Protein database search results were compiled for the triplicate MS runs, pooled layers, subjects, and lesional/nonlesional sites via spectral counting using an in-house developed Java application (Sun Microsystems). To quantify relative protein amounts, spectral counts were calculated as the sum of the spectra matched to peptides corresponding to a protein in the database. Spectral counts were then normalized to the total number of spectra per MS run. Proteins were considered for statistical analysis only if they were present in two out of three technical replicates and if there were at least six non-zero values across treatment groups. Spectral counts for each selected protein were averaged across technical replicates and across pooled layers yielding one mean spectral count per tape stripping site (lesional/nonlesional sites for AD subjects and nonlesional sites for non-atopic subjects). All keratins were excluded from statistical analysis due to high homology, which rendered it impossible to distinguish isoforms with confidence.

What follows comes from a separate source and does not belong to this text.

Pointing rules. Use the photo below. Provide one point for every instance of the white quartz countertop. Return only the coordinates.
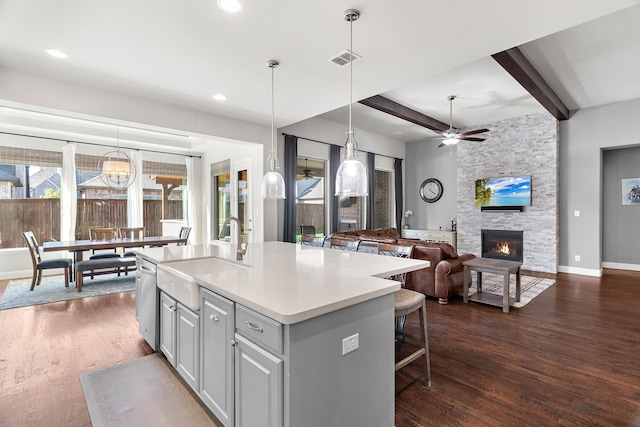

Descriptive statistics are presented to characterize all subjects included in the analysis. Categorical data are presented as enumerations and percentages. Continuous data are presented as arithmetic mean ± standard deviation or as median (25th percentile, 75th percentile) if the distribution of the data is skewed.
To compare protein levels between diagnostic groups, normalized mean spectral counts were modeled using a linear mixed model with random intercepts to account for the correlation of multiple samples (lesional/nonlesional) for a single subject. The predictors of interest were diagnostic group, S. aureus colonization status (as measured by the Kirby Bauer assay) and sample type, but age and gender were included in the model to account for the study design. Comparisons between diagnostic groups within sample type (EH− lesional vs EH+ lesional, EH− nonlesional vs EH+ nonlesional, EH− nonlesional vs non-atopic nonlesional, EH+ nonlesional vs non-atopic nonlesional) and between sample types within diagnostic group (EH− lesional vs EH− nonlesional, EH+ lesional vs EH+ nonlesional) were made based on model-based estimates of normalized mean spectral count differences and corresponding P-values. For AD subjects only, similar analyses were also performed on MRSA lesional vs MSSA lesional, MRSA nonlesional vs MSSA nonlesional, MRSA lesional vs no S. aureus lesional, MRSA nonlesional vs no S. aureus nonlesional, MSSA lesional vs no S. aureus lesional, and MSSA nonlesional vs no S. aureus nonlesional. To account for multiple comparisons, the Benjamini-Hochberg method was used to control false discovery rate (FDR). To control FDR at a level of 0.05 for the EH analysis, comparisons with a P-value less than 0.0040 were considered significant. Likewise for the S. aureus analysis, comparisons with a P-value less than 0.0005 were considered significant. However, for exploratory purposes, any comparison with a P-value less than 0.05 was considered to be of interest.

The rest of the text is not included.